On faisait en même temps courir des bruits sinistres sur les prisons terribles où les chefs de l'ordre plongeaient les membres récalcitrants. Un des chevaliers déclara «qu'un de ses oncles était entré dans l'ordre sain et gai, avec chiens et faucons; au bout de trois jours, il était mort.»

Le peuple accueillait avidement ces bruits, il trouvait les Templiers trop riches[52] et peu généreux. Quoique le grand maître dans ses interrogatoires vante la munificence de l'ordre, un des griefs portés contre cette opulente corporation, c'est «que les aumônes ne s'y faisaient pas comme il convenait[53]

Les choses étaient mûres. Le roi appela à Paris le grand maître et les chefs; il les caressa, les combla, les endormit. Ils vinrent se faire prendre au filet comme les protestants à la Saint-Barthélemy.

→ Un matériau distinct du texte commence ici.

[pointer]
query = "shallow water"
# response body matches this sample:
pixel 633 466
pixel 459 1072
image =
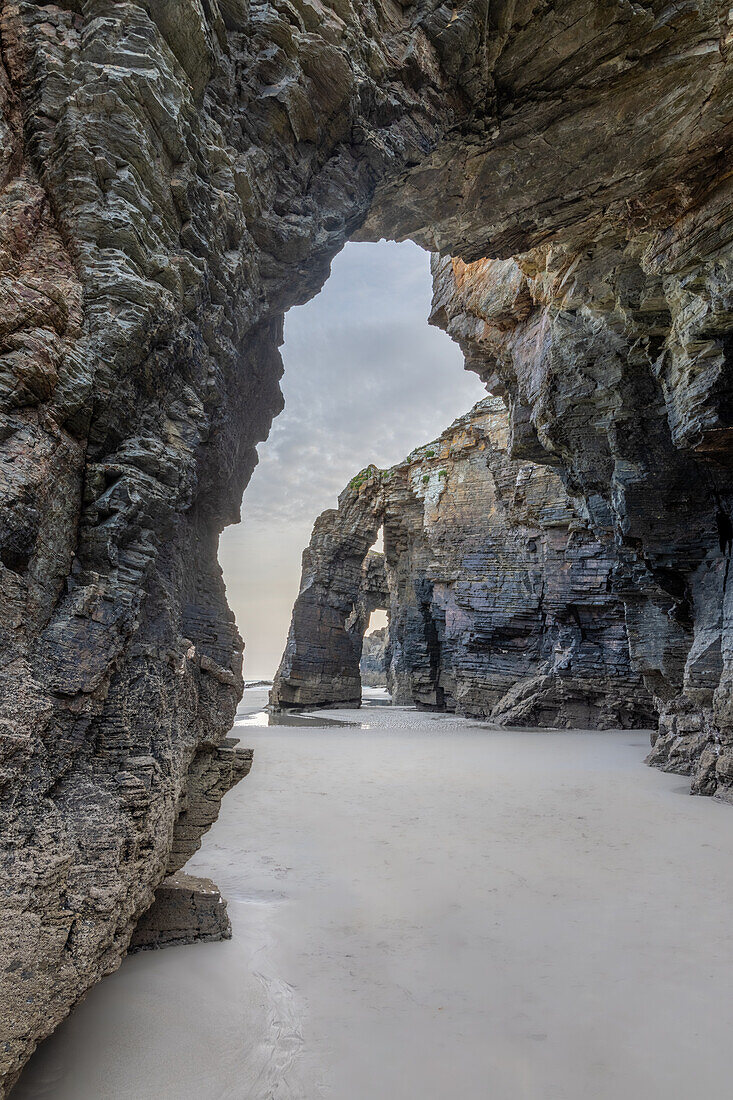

Il venait d'augmenter leurs priviléges[54]. Il avait prié le grand maître d'être le parrain d'un de ses enfants. Le 12 octobre, Jacques Molay, désigné par lui avec d'autres grands personnages, avait tenu le poêle à l'enterrement de la belle-sœur de Philippe. Le 13, il fut arrêté avec les cent quarante Templiers qui étaient à Paris.

Le même jour, soixante le furent à Beaucaire, puis une foule d'autres par toute la France.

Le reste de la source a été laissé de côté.